PyTorch version: 1.1
I’m optimizing Decoder part of model.py at https://github.com/nvidia/tacotron2 using JIT.
@torch.jit.script
class DecoderOptions:
@torch.jit.script_method
def __init__(self, decoder, memory, mask):
B = memory.size(0)
MAX_TIME = memory.size(1)
self.attention_hidden = Variable(memory.data.new(
B, decoder.attention_rnn_dim).zero_())
self.attention_cell = Variable(memory.data.new(
B, decoder.attention_rnn_dim).zero_())
self.decoder_hidden = Variable(memory.data.new(
B, decoder.decoder_rnn_dim).zero_())
self.decoder_cell = Variable(memory.data.new(
B, decoder.decoder_rnn_dim).zero_())
self.attention_weights = Variable(memory.data.new(
B, MAX_TIME).zero_())
self.attention_weights_cum = Variable(memory.data.new(
B, MAX_TIME).zero_())
self.attention_context = Variable(memory.data.new(
B, decoder.encoder_embedding_dim).zero_())
self.memory = memory
self.processed_memory = decoder.attention_layer.memory_layer(memory)
self.mask = mask
class Decoder(torch.jit.ScriptModule):
def __init__(self, hparams):
# same to nvidia version
def get_go_frame(self, memory):
# same to nvidia version
def parse_decoder_inputs(self, decoder_inputs):
# same to nvidia version
def parse_decoder_outputs(self, mel_outputs, gate_outputs, alignments):
# same to nvidia version
@torch.jit.script_method
def decode(self, decoder_input, options: DecoderOptions):
# type: (Tensor, DecoderOptions) -> (Tuple[Tensor, Tensor, Tensor, DecoderOptions])
""" Decoder step using stored states, attention and memory
PARAMS
------
decoder_input: previous mel output
RETURNS
-------
mel_output:
gate_output: gate output energies
attention_weights:
"""
cell_input = torch.cat((decoder_input, options.attention_context), -1)
options.attention_hidden, options.attention_cell = self.attention_rnn(
cell_input, (options.attention_hidden, options.attention_cell))
options.attention_hidden = F.dropout(
options.attention_hidden, self.p_attention_dropout, self.training)
attention_weights_cat = torch.cat(
(options.attention_weights.unsqueeze(1),
options.attention_weights_cum.unsqueeze(1)), dim=1)
options.attention_context, options.attention_weights = self.attention_layer(
options.attention_hidden, options.memory, options.processed_memory,
attention_weights_cat, options.mask)
options.attention_weights_cum += options.attention_weights
decoder_input = torch.cat(
(options.attention_hidden, options.attention_context), -1)

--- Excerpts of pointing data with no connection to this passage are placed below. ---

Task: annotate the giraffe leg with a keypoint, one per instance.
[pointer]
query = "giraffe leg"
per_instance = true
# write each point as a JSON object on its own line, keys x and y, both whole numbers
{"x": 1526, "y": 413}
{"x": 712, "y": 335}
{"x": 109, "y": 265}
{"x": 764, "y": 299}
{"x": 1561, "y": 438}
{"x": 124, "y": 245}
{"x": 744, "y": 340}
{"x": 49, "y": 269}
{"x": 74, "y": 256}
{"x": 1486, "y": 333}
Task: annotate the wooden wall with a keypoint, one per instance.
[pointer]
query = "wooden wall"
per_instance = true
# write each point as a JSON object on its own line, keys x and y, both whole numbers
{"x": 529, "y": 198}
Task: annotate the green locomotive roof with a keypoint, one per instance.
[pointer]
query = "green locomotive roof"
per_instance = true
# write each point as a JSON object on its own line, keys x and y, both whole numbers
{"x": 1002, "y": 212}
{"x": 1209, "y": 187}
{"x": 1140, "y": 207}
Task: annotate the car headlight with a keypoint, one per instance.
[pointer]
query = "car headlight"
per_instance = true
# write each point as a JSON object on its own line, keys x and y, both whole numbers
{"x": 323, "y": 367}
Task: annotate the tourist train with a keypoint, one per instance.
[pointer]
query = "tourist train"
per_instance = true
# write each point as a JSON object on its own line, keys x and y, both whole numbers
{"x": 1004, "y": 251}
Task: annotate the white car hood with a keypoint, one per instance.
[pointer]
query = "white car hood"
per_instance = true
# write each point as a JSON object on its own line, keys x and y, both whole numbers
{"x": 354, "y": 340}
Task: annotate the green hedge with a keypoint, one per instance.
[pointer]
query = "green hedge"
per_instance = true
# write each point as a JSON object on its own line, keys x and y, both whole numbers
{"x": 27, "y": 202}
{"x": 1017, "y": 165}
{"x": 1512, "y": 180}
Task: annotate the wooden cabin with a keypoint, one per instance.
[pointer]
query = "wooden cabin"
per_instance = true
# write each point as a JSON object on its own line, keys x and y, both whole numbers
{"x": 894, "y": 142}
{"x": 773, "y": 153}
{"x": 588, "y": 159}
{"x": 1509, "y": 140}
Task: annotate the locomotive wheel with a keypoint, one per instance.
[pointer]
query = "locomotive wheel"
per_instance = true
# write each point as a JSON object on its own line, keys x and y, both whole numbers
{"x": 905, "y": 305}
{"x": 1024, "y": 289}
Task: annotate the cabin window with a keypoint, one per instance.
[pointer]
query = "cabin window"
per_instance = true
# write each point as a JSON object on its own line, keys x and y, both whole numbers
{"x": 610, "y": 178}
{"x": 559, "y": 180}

options.decoder_hidden, options.decoder_cell = self.decoder_rnn(
decoder_input, (options.decoder_hidden, options.decoder_cell))
options.decoder_hidden = F.dropout(
options.decoder_hidden, self.p_decoder_dropout, self.training)
decoder_hidden_attention_context = torch.cat(
(options.decoder_hidden, options.attention_context), dim=1)
decoder_output = self.linear_projection(
decoder_hidden_attention_context)
gate_prediction = self.gate_layer(decoder_hidden_attention_context)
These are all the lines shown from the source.